NICER / ISS Science Nugget
for June 8, 2023




Using NICER data to teach a machine

As an observational science, astronomy does not afford scientists the opportunity to manipulate phenomena or to set up traditional control experiments, holding some variables fixed while allowing others to change. Instead, we are at the mercy of Nature's whims, observing whatever is available and often piecing together, for example, cause-and-effect relationships or temporal evolution via a series of snapshot observations or sampling of multiple objects from a given class. To gain scientific insight, we must uncover patterns in such data, a task that can benefit greatly from recent advances in machine learning (ML). A paper recently accepted for peer-reviewed publication in the UK journal Monthly Notices of the Royal Astronomical Society, by T. Kiker (Sunny Hills High School, Fullerton, CA, and Columbia Univ.) and collaborators, describes an effort to apply ML techniques to data from NICER and its predecessor - the Rossi X-ray Timing Explorer (RXTE) - to predict the presence of, categorize, and derive insights from timing signals from black holes in accreting binary systems within our Galaxy.

A common, but poorly understood, feature of X-ray emission from accreting systems is varying brightness that is cyclic but not strictly periodic - these so-called quasi-periodic oscillations (QPOs) can appear at frequencies ranging from a few cycles per second (Hz) or slower, typically in black-hole systems, to several thousand cycles per second in neutron star systems. They involve only a fraction of the total X-ray emission, and are usually transient. NICER observed QPOs in, among many other instances, the 2017 outburst of the suspected black-hole binary MAXI J1535-571. Kiker et al. used this dataset to identify, initially via human analysis, all available QPOs, together with information about the energy spectrum of the X-ray emission at the time of each QPO detection. They then divided the QPO detections into two parts, a training set and a test set, repeating this exercise multiple times with randomized selections of QPOs between the two sets. For ML methods, they adopted "tree"-based models: decision trees, random forests, and extremely randomized ("extra") trees . The outcome of their development and testing was a demonstration that the random forests and extra trees techniques far outperformed both simple linear regression and the ML decision-tree approach in predicting the presence and properties (frequency, amplitude) of QPOs in the test datasets, while also revealing a correlation with the energy-spectrum parameter that described the temperature of the accretion disk at the times of the QPOs. Future work with this "QPOML" tool will cross-apply the technique to multiple accreting binaries in the hopes of revealing further patterns that underlie the QPO phenomenon.

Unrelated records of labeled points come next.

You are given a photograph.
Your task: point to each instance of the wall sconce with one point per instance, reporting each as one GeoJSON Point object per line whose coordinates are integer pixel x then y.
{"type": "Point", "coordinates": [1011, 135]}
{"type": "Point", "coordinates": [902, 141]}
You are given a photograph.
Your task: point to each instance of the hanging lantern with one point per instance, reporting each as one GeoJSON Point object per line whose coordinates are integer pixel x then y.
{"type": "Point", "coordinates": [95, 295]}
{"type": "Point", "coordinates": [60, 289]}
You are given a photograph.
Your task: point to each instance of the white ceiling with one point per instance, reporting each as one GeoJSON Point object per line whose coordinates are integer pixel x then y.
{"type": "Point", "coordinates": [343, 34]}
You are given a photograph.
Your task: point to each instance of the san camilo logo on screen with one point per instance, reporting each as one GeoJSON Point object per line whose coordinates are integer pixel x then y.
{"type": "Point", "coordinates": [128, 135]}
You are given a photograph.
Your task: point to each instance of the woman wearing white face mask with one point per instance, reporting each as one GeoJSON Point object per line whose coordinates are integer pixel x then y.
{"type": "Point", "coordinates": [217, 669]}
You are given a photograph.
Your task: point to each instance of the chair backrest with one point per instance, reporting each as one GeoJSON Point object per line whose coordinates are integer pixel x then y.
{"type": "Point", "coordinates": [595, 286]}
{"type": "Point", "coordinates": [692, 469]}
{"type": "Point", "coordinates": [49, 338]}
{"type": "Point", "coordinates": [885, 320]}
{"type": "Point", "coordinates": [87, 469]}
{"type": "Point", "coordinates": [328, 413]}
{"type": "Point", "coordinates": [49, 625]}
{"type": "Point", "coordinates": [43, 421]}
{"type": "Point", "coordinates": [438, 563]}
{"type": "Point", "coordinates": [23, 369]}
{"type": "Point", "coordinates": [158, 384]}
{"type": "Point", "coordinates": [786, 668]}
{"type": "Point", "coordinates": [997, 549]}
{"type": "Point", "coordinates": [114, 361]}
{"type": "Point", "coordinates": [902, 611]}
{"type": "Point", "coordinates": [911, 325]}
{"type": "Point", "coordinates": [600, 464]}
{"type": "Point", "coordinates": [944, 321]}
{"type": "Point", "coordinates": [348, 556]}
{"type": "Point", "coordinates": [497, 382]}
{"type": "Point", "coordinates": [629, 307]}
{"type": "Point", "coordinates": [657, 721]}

Power-density spectrum of MAXI J1535-571 from a single NICER observation during the object's 2017 outburst. Crosses represent measurements of the strength of oscillations at a given frequency; the solid line shows the best-fit model based on Lorenztian-function components. The two peaks have a 2:1 harmonic relationships, with frequencies that are typical of accreting black-hole binaries. A regression plot for QPOs in test datasets predicted by the ML

Figure: Left: Power-density spectrum of MAXI J1535-571 from a single NICER observation during the object's 2017 outburst. Crosses represent measurements of the strength of oscillations at a given frequency; the solid line shows the best-fit model based on Lorenztian-function components. The two peaks have a 2:1 harmonic relationships, with frequencies that are typical of accreting black-hole binaries.

Right: A regression plot for QPOs in test datasets predicted by the ML "extra trees" model, which demonstrates very low dispersion (r-squared value of 1.0) and excellent recovery of the true frequencies (a slope very close to 1.0), even in data that contained no QPOs (the clustering of points near 0 Hz).